Through a custom manager you can change the behavior of django as a whole.
If you do:
class Foo(models.Model) :
bar = models.IntegerField('a number')
objects = MyFancyManager()
it is also used e.g. by the django admin
Your static method only works with your own code.
BTW: Your static method should probably use Foo.objects.filter(bar_gt=0)
AFAICT its only a matter of personal preference. Use which ever method
you like best.
Managers as a concept are very useful. For example, they can also
inherit from one another, which I use in a couple instances. A base
class might provide the initial queryset, which is further modified by
descendant managers: One returning only rows that are intended for the
general public, while another might allow access to everything,
including e.g. unapproved records.
With static methods, you also couldn't do things like:
if request.user.is_admin:
manager = MyModel.objects
else:
manager = MyModel.public_objects
# work with ``manager``
Michael
Well, there is a distinct philosophy behind the manager concept; we
didn't just pull the idea out of thin air :)
The basic idea is that manager act as the bridge between Python
classes and relational database tables. Managers, then, represent
database-table-wide operations -- not, say, row-level operations
(which are methods on model instances) or Python-level operations
(which don't know anything about a database at all).

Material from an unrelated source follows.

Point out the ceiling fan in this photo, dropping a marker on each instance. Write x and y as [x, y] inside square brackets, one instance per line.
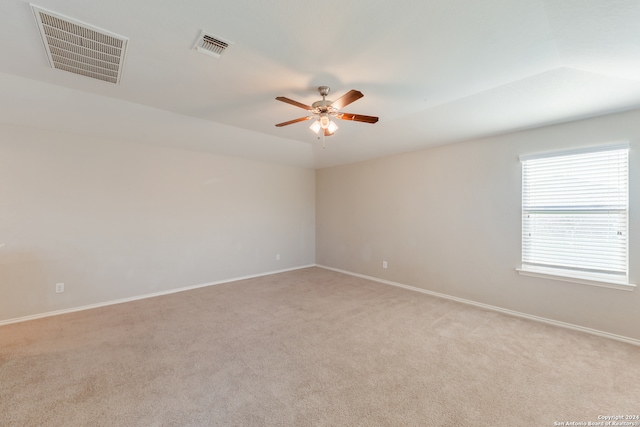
[323, 111]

For a concrete example, consider the difference in behavior between
``Model.__init__`` and ``Model.objects.create``. Both "create
something", but both do *very* different things.
``Model.__init__`` creates a new model instance, but doesn't touch the
database in any way -- it's just like any other Python constructor
that returns an instance. ``Model.objects.create()`` also returns a
new model instance, but *also* creates a new row in the database
table. Confuses those two method at your peril!
So the distinguishing factor between classmethods and manager methods
should be the database. In the original example here, ``positives()``
should be a manager method to keep in line with this philosophy.
That's not to say that there's anything "wrong" with making it
classmethod, but if you're trying to be as "django-esque" as possible,
you'd make that method a manager method.
Jacob
This only works in Python 2.5. The other works in every version of
Python Django supports.
--
"Bureaucrat Conrad, you are technically correct -- the best kind of correct."